Décès du psychologue juif, créateur du « test du chamallow »
Son expérience de réfugié ayant fui l'Allemagne nazie avait amené Walter Mischel à porter de l'intérêt à la capacité des individus à prendre contrôle de leur vie
Le psychologue juif Walter Mischel, créateur du « test du chamallow » portant sur la gratification différée chez les enfants, est mort la semaine dernière à l’âge de 88 ans.
Mischel était né à Vienne, en 1930, de parents juifs. Sa famille avait fui aux Etats-Unis en 1938 suite à l’annexion nazie du pays.
Dans une interview accordée en 2014 au Guardian, il s’était souvenu de certaines humiliations vécues sous le régime antisémite. « J’avais de nouvelles chaussures et certains membres des Jeunesses hitlériennes s’étaient mis autour de moi et avaient commencé à marcher dessus », avait-il raconté.
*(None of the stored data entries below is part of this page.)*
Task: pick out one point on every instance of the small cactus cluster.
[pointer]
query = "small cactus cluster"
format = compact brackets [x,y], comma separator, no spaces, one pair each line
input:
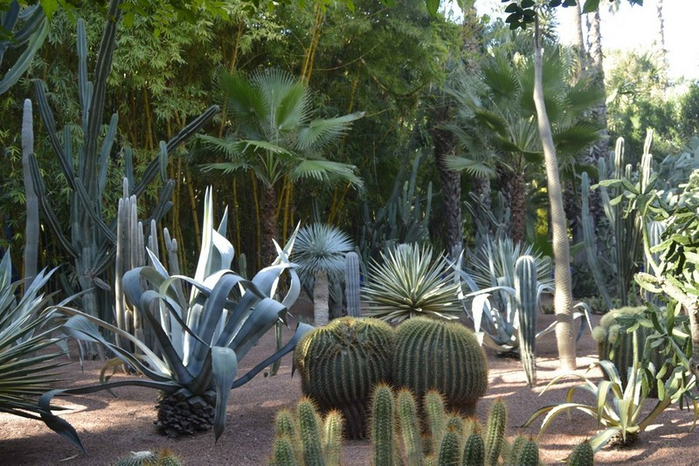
[341,363]
[307,438]
[400,436]
[164,457]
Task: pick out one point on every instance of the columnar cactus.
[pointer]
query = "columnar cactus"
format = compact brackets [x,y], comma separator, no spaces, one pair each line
[409,426]
[495,431]
[474,450]
[526,284]
[306,439]
[341,363]
[617,345]
[382,426]
[440,355]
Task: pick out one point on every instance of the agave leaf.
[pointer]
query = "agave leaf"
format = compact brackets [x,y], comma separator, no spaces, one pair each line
[64,428]
[301,330]
[224,365]
[82,326]
[265,315]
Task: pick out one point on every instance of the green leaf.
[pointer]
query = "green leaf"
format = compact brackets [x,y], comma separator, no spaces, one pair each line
[432,7]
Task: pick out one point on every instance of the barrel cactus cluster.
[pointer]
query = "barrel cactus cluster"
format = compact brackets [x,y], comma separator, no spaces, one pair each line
[341,364]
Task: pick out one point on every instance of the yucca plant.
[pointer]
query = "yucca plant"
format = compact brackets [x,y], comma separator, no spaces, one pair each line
[320,254]
[26,329]
[200,340]
[409,283]
[618,407]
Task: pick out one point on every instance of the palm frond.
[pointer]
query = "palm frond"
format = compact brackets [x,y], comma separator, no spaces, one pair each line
[472,167]
[326,171]
[320,132]
[321,248]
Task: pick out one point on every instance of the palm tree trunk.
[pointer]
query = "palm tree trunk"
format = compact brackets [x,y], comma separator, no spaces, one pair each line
[565,335]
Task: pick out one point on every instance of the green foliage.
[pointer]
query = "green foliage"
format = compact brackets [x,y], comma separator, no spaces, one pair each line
[85,168]
[623,337]
[30,35]
[199,340]
[441,355]
[409,283]
[27,329]
[340,364]
[307,438]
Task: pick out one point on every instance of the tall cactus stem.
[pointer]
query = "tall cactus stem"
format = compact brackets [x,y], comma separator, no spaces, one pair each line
[332,438]
[409,426]
[31,231]
[352,284]
[526,297]
[309,433]
[450,449]
[382,423]
[495,431]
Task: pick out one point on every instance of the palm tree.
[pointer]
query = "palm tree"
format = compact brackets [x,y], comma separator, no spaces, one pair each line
[277,139]
[320,253]
[500,104]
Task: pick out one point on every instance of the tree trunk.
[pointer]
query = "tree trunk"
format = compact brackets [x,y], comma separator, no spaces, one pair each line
[445,144]
[565,335]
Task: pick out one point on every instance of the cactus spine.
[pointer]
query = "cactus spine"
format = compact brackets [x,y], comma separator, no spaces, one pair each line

Autre incident, « mon père, qui ne pouvait marcher qu’à l’aide d’une canne, a dû traverser des expériences humiliantes, comme se déplacer sans ou essuyer des jets de tomates sous les railleries. Cela n’a pas été une période heureuse ».
Aux Etats-Unis, la famille avait dû faire face à une qualité de vie revue à la baisse en raison de son statut de réfugiés. Mais Mischel avait fait son chemin avec constance, devenant un citoyen américain dans les années 1950 et étudiant la psychologie à l’université et au City College de New York et finalement à l’université de l’Etat de l’Ohio.
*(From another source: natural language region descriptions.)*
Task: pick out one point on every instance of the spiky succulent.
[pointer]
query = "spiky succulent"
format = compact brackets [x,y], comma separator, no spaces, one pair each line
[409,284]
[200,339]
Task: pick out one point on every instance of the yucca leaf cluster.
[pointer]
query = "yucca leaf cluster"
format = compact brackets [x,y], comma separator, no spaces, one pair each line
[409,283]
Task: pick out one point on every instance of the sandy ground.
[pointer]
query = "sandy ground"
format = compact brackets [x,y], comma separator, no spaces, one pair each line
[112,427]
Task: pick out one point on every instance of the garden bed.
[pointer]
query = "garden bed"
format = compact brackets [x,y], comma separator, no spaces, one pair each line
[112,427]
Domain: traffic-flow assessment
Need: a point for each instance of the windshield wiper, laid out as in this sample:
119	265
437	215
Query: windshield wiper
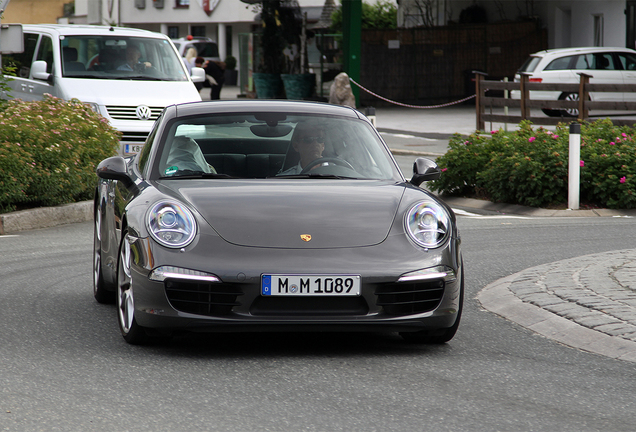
190	174
315	175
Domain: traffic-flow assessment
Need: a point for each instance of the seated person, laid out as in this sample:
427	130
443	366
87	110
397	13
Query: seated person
186	155
309	141
133	54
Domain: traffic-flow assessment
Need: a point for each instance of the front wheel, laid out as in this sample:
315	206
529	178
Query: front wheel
101	294
570	112
132	332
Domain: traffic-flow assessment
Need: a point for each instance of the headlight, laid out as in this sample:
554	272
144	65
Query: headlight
428	224
171	224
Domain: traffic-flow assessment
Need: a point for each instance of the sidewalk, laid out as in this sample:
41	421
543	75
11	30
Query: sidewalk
587	302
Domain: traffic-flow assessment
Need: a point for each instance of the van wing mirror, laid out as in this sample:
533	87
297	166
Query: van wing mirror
198	74
38	71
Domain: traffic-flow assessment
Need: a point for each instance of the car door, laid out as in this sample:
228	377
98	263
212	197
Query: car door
604	70
628	63
24	86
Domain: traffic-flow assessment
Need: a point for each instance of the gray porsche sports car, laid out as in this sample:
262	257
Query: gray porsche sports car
273	216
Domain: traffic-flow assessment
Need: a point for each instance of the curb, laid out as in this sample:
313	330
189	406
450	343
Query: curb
45	217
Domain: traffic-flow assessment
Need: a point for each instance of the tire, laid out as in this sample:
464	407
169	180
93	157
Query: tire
101	294
569	97
132	332
438	336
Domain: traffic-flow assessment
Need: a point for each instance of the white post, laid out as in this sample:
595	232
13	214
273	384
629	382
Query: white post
574	166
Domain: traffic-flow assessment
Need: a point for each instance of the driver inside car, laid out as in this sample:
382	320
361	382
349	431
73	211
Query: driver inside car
309	142
186	155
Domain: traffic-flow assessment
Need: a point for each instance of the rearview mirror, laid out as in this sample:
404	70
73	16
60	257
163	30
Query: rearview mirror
424	170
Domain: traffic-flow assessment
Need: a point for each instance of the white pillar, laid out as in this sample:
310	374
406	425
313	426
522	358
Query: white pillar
574	166
220	40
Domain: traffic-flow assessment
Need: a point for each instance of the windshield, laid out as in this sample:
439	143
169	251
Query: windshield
274	145
101	57
530	64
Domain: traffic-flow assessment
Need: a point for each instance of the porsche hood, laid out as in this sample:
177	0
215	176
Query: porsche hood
295	213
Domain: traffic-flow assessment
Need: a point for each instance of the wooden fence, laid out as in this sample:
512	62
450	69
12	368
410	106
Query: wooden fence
525	104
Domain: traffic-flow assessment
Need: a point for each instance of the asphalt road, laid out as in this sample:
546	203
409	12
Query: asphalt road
64	366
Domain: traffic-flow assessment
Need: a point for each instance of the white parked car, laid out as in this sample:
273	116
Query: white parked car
127	75
605	65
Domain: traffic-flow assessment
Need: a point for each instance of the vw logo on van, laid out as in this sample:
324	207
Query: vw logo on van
143	112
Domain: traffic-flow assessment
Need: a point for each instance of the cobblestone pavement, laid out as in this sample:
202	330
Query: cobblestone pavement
588	302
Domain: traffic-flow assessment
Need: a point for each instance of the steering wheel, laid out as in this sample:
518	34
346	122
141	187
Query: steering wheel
319	161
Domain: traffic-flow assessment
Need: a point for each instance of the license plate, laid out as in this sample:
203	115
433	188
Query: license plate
310	285
132	148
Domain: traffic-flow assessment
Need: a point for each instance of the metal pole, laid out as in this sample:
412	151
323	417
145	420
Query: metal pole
574	166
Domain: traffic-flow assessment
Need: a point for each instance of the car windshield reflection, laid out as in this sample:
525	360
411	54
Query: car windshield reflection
274	146
100	57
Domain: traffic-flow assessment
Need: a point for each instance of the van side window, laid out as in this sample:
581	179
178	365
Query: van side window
604	61
45	52
560	63
628	61
584	61
22	61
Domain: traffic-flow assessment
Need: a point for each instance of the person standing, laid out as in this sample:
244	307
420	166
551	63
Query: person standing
215	70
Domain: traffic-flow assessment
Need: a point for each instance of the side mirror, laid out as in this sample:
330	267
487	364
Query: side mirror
198	74
114	168
38	71
424	170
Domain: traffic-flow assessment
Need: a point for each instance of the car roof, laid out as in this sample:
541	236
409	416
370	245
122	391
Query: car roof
231	106
576	50
85	29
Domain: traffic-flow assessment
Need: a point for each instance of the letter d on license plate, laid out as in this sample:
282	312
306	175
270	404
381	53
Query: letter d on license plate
310	285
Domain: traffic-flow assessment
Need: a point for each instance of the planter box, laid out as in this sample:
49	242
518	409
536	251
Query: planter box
267	86
299	86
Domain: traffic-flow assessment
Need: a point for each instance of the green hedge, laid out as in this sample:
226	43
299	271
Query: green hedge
49	150
530	166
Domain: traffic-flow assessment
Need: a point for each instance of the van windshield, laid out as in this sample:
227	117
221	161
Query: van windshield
101	57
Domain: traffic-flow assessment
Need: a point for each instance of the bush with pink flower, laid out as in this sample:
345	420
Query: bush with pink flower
49	150
530	166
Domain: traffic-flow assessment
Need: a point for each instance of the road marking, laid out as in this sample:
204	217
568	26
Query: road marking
478	216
Il avait expliqué que les expériences vécues au cours de son existence avait aiguisé son intérêt pour la capacité des individus à contrôler leur vie.
« Quelles sont les conditions qui permettent aux gens de cesser d’être des victimes et de devenir des acteurs ? », s’était-il interrogé dans l’interview du Guardian.
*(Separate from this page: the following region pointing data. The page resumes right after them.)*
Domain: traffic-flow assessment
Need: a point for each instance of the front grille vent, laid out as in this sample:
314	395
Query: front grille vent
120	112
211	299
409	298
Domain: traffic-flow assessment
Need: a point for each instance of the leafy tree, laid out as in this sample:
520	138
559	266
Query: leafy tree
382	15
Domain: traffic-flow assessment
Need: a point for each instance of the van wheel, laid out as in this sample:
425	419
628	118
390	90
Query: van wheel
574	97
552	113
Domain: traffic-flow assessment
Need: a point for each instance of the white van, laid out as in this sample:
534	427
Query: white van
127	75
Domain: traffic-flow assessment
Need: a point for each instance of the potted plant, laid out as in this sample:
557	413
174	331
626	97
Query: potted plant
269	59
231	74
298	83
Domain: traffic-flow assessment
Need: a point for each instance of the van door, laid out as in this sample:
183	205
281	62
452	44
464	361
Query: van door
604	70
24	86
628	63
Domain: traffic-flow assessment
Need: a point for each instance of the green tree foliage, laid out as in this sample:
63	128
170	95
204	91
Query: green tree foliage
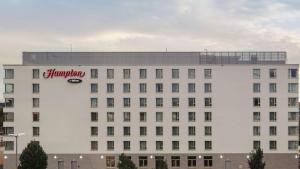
255	160
125	163
33	157
161	164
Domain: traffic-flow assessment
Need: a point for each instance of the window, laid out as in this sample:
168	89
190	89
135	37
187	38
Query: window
256	87
159	131
175	102
159	87
94	116
175	116
110	116
207	87
256	74
110	145
192	102
175	161
143	161
94	102
192	131
273	145
9	145
293	130
110	73
9	73
207	102
8	130
159	145
126	131
143	116
175	73
126	145
110	88
94	131
94	87
110	131
207	73
126	88
35	73
207	130
175	87
273	131
191	88
293	73
192	145
159	116
143	73
272	102
207	116
143	87
143	131
8	116
208	161
126	102
126	73
191	73
256	102
94	73
272	73
256	131
292	101
35	102
9	102
272	88
35	116
143	102
293	88
192	116
256	144
110	102
175	131
272	116
159	102
208	145
143	145
293	116
94	145
9	88
159	73
110	161
126	116
35	131
191	161
175	145
293	145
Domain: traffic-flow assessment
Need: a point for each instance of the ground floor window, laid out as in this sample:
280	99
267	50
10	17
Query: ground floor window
191	161
175	160
208	161
110	161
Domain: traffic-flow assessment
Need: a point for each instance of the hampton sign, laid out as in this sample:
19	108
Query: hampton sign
73	75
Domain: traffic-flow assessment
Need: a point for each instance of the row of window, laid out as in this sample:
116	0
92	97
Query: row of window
110	74
292	130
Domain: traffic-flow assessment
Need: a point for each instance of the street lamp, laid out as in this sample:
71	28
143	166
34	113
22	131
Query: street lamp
16	136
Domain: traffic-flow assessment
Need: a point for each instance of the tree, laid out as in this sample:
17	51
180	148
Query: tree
255	160
125	163
33	157
161	164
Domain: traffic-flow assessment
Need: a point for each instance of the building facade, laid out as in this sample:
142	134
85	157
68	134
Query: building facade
192	109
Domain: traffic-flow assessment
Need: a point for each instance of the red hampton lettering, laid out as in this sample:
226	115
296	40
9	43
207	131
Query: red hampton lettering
62	73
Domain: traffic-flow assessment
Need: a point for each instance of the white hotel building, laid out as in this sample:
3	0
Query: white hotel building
193	109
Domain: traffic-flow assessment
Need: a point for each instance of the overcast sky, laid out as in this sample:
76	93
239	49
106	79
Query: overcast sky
148	25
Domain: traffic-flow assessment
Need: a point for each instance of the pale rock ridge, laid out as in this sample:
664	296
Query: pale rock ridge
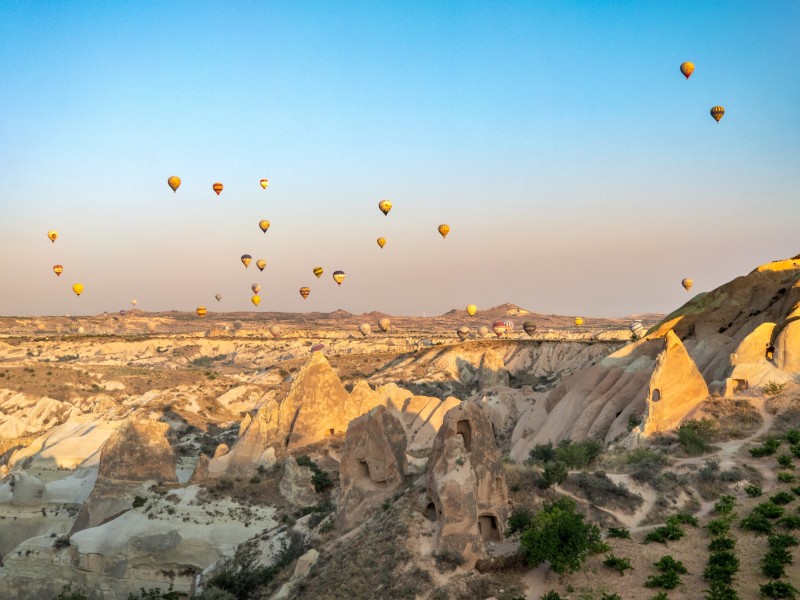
467	490
675	389
372	467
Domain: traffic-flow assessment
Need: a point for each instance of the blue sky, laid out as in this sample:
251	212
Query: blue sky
579	171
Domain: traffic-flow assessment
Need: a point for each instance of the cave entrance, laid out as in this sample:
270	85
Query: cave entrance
487	527
464	429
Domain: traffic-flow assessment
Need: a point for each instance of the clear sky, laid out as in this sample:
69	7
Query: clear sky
579	171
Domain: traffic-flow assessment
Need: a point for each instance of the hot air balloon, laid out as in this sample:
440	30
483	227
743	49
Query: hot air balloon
502	327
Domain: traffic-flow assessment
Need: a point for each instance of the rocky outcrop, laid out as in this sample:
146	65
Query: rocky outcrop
466	487
372	467
296	486
676	388
491	371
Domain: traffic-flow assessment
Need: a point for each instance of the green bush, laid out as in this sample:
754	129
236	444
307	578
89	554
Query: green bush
559	534
615	562
695	436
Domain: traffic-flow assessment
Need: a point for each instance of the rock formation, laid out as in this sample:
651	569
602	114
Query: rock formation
373	465
467	490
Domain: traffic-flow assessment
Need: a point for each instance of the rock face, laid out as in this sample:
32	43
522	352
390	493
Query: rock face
296	486
492	371
373	465
467	490
676	388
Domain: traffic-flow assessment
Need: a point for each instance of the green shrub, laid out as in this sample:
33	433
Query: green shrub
618	563
559	534
619	532
695	436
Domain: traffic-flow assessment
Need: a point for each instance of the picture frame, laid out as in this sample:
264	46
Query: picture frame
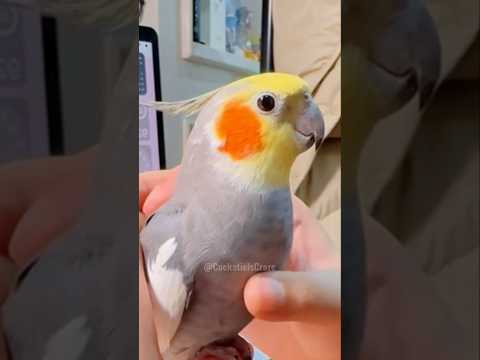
214	53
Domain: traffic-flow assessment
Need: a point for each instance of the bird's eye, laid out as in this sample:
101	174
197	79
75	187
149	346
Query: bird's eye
266	102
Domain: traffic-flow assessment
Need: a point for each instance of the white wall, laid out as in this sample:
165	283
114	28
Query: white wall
180	79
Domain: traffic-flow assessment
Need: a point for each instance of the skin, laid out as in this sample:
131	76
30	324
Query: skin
390	274
302	303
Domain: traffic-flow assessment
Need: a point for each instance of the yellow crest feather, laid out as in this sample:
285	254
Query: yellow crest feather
186	107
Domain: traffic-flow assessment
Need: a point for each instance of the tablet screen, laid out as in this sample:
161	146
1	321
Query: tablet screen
151	149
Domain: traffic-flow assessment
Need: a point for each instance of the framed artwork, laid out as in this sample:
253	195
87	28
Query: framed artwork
231	34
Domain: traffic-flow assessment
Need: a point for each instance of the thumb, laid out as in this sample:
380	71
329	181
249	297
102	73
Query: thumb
294	296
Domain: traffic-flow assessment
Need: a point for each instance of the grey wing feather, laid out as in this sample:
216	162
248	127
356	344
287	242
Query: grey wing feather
169	289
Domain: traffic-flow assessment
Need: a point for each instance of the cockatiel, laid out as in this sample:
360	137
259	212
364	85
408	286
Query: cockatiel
232	205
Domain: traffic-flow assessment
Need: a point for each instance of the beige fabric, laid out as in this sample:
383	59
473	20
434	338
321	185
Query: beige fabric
312	51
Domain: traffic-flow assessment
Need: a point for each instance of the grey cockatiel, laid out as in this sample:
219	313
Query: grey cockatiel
232	205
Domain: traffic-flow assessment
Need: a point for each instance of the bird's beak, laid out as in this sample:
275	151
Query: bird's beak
310	127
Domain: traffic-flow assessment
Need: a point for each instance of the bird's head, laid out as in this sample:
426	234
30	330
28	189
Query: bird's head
257	126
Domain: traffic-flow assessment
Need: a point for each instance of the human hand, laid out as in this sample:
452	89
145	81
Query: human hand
310	312
155	188
39	200
297	312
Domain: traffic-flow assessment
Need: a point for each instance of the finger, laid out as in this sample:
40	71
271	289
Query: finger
38	227
149	180
141	221
294	296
Finalement, alors qu’il travaillait à Stanford dans les années 1960, Mischel avait élaboré un test simple examinant le contrôle de soi des enfants qui devait lui apporter une renommée mondiale.
Le test consistait à amener un petit enfant dans une pièce où une gourmandise lui était présentée – un gâteau, un chamallow, etc… – et deux choix lui étaient alors présentés : Manger sur le champ la friandise ou attendre seul dans la pièce, pendant quelques minutes, sans la toucher et être récompensé par deux gourmandises au lieu d’une seule.
Seuls environ 30 % des enfants étaient parvenus à différer leur plaisir et à remporter la plus grande récompense.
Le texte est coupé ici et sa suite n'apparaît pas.